Industrywide deliveries of new passenger cars and light commercial vehicles fell 10 percent in 2014 in Russia to about 2.5 million units, according to the Moscow-based Association of European Businesses, or AEB. Russia’s car market will probably fall by another 20 percent in 2015, Nissan Chief Executive Officer Carlos Ghosn said in a Bloomberg Television interview on Feb. 3.
Nissan and partner Renault SA indirectly own 50.01 percent of Lada-maker OAO AvtoVAZ, and has plans to gain at least 40 percent of the Russian car market by 2016. Their combined market share widened to 30.7 percent last year from 29.6 percent in 2013.

China Competition

In China, where Nissan is the biggest Japanese automaker, sales rose 0.5 percent last year to 1.22 million units, trailing its own reduced target and the industry last year. The automaker said rising competition in the compact car segment and commercial vehicles contributed to the underperformance.
In Japan, operating profit fell to 70.1 billion yen in the third quarter from 87 billion yen last year.

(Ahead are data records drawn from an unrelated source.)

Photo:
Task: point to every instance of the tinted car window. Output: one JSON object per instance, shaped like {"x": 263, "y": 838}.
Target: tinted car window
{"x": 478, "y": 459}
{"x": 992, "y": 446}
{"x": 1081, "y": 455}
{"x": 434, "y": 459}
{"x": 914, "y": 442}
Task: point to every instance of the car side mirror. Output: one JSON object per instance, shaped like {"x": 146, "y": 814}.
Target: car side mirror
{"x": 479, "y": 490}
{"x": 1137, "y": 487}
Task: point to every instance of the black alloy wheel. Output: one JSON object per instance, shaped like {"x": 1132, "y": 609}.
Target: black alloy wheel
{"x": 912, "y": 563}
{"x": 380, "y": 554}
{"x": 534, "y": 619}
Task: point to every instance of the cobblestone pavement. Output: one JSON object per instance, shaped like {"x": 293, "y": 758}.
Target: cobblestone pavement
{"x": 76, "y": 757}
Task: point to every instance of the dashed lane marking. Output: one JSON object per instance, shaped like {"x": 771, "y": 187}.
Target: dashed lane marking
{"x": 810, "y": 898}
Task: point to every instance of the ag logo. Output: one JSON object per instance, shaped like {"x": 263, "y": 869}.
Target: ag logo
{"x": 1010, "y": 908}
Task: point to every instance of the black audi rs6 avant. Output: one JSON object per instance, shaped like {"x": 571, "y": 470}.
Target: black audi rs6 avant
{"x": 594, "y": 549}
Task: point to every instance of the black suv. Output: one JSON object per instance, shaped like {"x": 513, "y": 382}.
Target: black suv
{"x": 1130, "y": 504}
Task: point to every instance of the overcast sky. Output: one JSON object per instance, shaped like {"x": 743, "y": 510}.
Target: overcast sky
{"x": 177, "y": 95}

Nissan deliveries fell 1.3 percent last year in Japan, amid intensifying competition in mini-cars and slump in demand following the rise in consumption tax in April.
Nissan based full-year forecast on 108.8 yen against the dollar and 138.9 yen versus the euro. Operating income gets a 12 billion yen boost with every yen’s drop against the dollar, the carmaker has said.